When snow compacts into ice beneath a shovel or under foot traffic, a steel-tipped ice chopper is more effective than a standard shovel. Rock salt (sodium chloride) works down to approximately −9°C; below that, calcium chloride is effective to roughly −25°C, which covers most Canadian urban winters. Mixing sand with de-icing product provides immediate traction while the chemical takes effect.

On wooden decks and stairs, avoid chloride-based products — they accelerate the breakdown of wood fibres and fastener corrosion. Sand or kitty litter applied to wet or icy deck surfaces provides traction without chemical damage.

Snowblowers: When They Make Sense

A two-stage gas snowblower handles most Canadian accumulation types, including wet heavy snow, and is appropriate for driveways longer than roughly 15 metres. Single-stage electric or battery models are sufficient for smaller walkways and light snowfall. The key limitation of a snowblower is that it still requires the operator to walk the full clearing distance repeatedly — it does not eliminate the physical requirement, but it reduces the strain per unit of cleared area substantially.
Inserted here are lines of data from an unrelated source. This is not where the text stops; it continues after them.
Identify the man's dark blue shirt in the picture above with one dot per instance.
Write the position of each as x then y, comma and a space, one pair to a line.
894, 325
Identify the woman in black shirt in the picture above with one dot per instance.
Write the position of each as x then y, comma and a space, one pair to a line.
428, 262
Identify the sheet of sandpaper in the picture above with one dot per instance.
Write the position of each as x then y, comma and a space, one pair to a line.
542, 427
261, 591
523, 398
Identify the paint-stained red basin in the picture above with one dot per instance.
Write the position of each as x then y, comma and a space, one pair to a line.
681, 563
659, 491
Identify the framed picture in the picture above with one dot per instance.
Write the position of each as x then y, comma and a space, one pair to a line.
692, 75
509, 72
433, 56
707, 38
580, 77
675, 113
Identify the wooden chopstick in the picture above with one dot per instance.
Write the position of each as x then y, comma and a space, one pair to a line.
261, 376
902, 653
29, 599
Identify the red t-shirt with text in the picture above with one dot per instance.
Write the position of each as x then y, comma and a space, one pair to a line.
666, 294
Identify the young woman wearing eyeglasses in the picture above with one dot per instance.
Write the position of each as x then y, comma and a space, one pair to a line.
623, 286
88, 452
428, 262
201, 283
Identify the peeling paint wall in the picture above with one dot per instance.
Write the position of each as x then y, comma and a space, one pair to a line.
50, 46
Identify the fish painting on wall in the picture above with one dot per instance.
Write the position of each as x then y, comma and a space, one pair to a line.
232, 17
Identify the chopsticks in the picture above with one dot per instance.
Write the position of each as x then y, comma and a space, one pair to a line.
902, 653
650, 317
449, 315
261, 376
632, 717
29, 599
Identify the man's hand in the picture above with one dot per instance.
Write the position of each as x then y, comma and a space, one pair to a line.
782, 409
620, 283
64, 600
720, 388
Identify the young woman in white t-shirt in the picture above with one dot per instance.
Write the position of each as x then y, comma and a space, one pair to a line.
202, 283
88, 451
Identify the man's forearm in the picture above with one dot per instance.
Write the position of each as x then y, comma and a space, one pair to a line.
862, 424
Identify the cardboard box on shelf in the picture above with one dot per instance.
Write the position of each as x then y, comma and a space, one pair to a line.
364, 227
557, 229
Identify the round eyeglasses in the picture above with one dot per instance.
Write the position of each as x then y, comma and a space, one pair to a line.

Snowblowers require annual maintenance: carburetor cleaning, fresh fuel at season start (ethanol-blended fuels can degrade over summer), and auger inspection. Most Canadian small-engine repair shops book up quickly once the first major snowfall arrives, so pre-season service is worthwhile.

Regional Considerations

Ontario and Quebec

Frequent freeze-thaw cycles and mixed precipitation (snow, freezing rain, rain) mean that clearing schedules need to be flexible. Ice can form on cleared surfaces within hours of a rain event followed by a temperature drop. Keeping de-icing material readily accessible — not stored in a locked shed — allows for quick response.

Prairie Provinces

Sustained cold temperatures in Alberta, Saskatchewan, and Manitoba mean dry snow that blows and drifts significantly. Snow fencing or windbreaks near driveways reduces the rate at which cleared areas reaccumulate. Calcium chloride is the standard de-icer for these climates.

British Columbia Coast

Wet, heavy snow in the Lower Mainland and southern Vancouver Island is heavy enough to be hazardous in single clearing sessions. Snow accumulation events here are less frequent but often more physically demanding per episode. This is also a region where wet snow adhering to trees causes significant branch damage — clearing snow from low-hanging branches near structures can prevent impact damage.